Is PISA still a fair basis for comparison? Some serious questions have emerged
By Blog Editor, IOE Digital, on 26 January 2018
John Jerrim.
A version of this blogpost also appears on the Centre for Education Economics website.
The OECD’s PISA study compares the science, reading and mathematics skills of 15-year-olds across countries, with the results closely watched by journalists, public policymakers and the general public from across the world.
It’s conducted every three years, and particular attention is now being paid to how the PISA scores of each country are changing over time. For instance, are the academic skills of young people in some countries improving, while in others they are in relative decline?

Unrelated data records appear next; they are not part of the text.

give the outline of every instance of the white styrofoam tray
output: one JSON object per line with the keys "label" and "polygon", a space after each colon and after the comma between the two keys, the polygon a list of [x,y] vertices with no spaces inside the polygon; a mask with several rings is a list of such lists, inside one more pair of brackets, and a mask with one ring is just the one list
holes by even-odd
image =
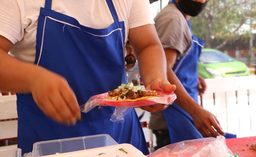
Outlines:
{"label": "white styrofoam tray", "polygon": [[[119,150],[120,148],[126,153]],[[100,155],[102,153],[106,153]],[[102,153],[103,154],[103,153]],[[57,153],[54,155],[41,157],[145,157],[142,152],[132,145],[128,143],[113,145],[64,153]]]}

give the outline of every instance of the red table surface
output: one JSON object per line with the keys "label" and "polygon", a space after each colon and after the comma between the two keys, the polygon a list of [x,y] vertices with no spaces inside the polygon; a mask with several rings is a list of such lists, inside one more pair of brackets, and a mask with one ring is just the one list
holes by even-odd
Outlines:
{"label": "red table surface", "polygon": [[228,147],[239,157],[256,157],[256,150],[249,148],[251,145],[256,144],[256,136],[229,138],[226,142]]}

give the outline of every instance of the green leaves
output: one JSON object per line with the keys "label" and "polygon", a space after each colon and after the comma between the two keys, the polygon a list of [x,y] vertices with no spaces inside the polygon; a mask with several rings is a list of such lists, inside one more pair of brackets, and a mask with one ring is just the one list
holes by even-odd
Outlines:
{"label": "green leaves", "polygon": [[242,35],[251,35],[250,27],[256,26],[256,1],[209,1],[191,23],[194,34],[206,41],[206,47],[211,47],[214,40],[220,43],[233,41]]}

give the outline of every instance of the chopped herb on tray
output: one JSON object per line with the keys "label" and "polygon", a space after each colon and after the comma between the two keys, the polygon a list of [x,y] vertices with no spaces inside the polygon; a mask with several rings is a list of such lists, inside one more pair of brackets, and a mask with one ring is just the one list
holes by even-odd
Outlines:
{"label": "chopped herb on tray", "polygon": [[103,155],[103,154],[106,154],[106,153],[100,153],[98,155],[98,156],[100,156],[101,155]]}
{"label": "chopped herb on tray", "polygon": [[124,150],[124,149],[123,148],[121,148],[120,149],[118,149],[118,150],[120,151],[123,151],[124,153],[125,153],[126,154],[128,154],[127,152],[125,151]]}

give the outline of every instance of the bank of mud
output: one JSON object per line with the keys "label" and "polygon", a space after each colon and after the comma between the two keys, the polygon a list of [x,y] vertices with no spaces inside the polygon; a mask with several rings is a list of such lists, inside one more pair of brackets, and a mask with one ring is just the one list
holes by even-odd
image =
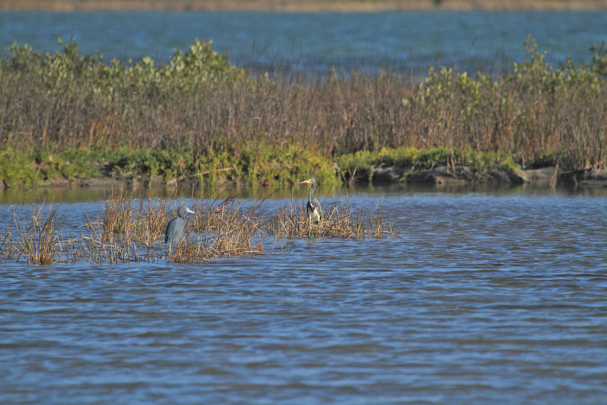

Of course, to answer such questions robustly, fair and comparable measures of children’s skills (both across countries and over time) is key. Yet, a major change was made to PISA in 2015 which has the potential to put such comparability of measures into doubt.
A change in approach
Young people in some, but not all, countries took the PISA assessment on computers for the very first time.
Specifically, PISA 2015 was conducted on computer in 58 nations, with the other 14 continuing to use a standard paper-and-pencil test (the usual practice across all countries in the five PISA cycles between 2000 and 2012).
Therefore, in order for us to retain faith in the comparability of the PISA study, it is vital we establish what impact this major change has had.
Unfortunately, the official documentation on this point is not completely clear, nor is it particularly transparent. If one delves into the depths of the technical appendices [PDF], the OECD has provided some discussion of these possible ‘mode effects’, along with some wonkish discussion of how these have been dealt with.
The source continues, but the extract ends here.